Chromothripsis and Predictive Neoantigen Formation in Mesothelioma. (A) This is a representative drawing of chromothripsis. “Normal” chromosomes occasionally can remain outside the nucleus after mitosis and are found in the cytoplasm surrounded by a nuclear membrane (micronuclei). During the subsequent mitosis, upon dissolution of the nuclear membrane, the extranuclear chromosome is exposed to the cytoplasm and becomes fragmented (breakage). The fragments can be re-incorporated into the nucleus, in which the DNA ligases bind them together randomly, resulting in major chromosomal rearrangement. Some fragments are lost. This process may be favored by DNA mutations, which may increase the chance that a chromosome lags behind during mitoses, resulting in a minichromosome (see Carbone M, Yang H, Gaudino G. Does chromothripsis make mesothelioma an immunogenic cancer? J Thorac Oncol. 2019;14:157–159). (B) In this genome plot of specimen ME018, the chromosomes are plotted in order by size as numbered near the margins. Curved pink lines represent intrachromosomal rearrangements, whereas light green lines represent interchromosomal rearrangements. Deletions are represented in red, and amplifications are represented in blue. Accordingly, the multiple pink lines on chromosomes 7 and 10 each represent chromothripsis.
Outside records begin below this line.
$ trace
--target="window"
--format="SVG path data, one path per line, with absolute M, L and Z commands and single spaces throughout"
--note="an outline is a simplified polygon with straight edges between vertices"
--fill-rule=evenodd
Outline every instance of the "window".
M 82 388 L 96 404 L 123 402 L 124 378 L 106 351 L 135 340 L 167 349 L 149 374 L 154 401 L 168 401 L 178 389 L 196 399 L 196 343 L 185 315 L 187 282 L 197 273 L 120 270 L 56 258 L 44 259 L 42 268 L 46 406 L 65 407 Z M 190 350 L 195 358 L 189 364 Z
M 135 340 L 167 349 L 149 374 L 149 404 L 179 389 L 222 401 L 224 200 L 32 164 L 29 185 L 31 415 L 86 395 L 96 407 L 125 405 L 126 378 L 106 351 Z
CNVs indicates copy number variations. (C) This drawing illustrates how mutant proteins may be processed by the proteasome and transported into the endoplasmic reticulum by transporter-associated with antigen processing (TAP). Peptides typically of 8 to 12 residues are loaded onto class I HLA molecules, migrate to the cell surface, and are presented. The expression of chromosomal rearrangements described in panel A potentially may provide a source of neoantigens that can be presented by tumor cells for recognition by the immune system.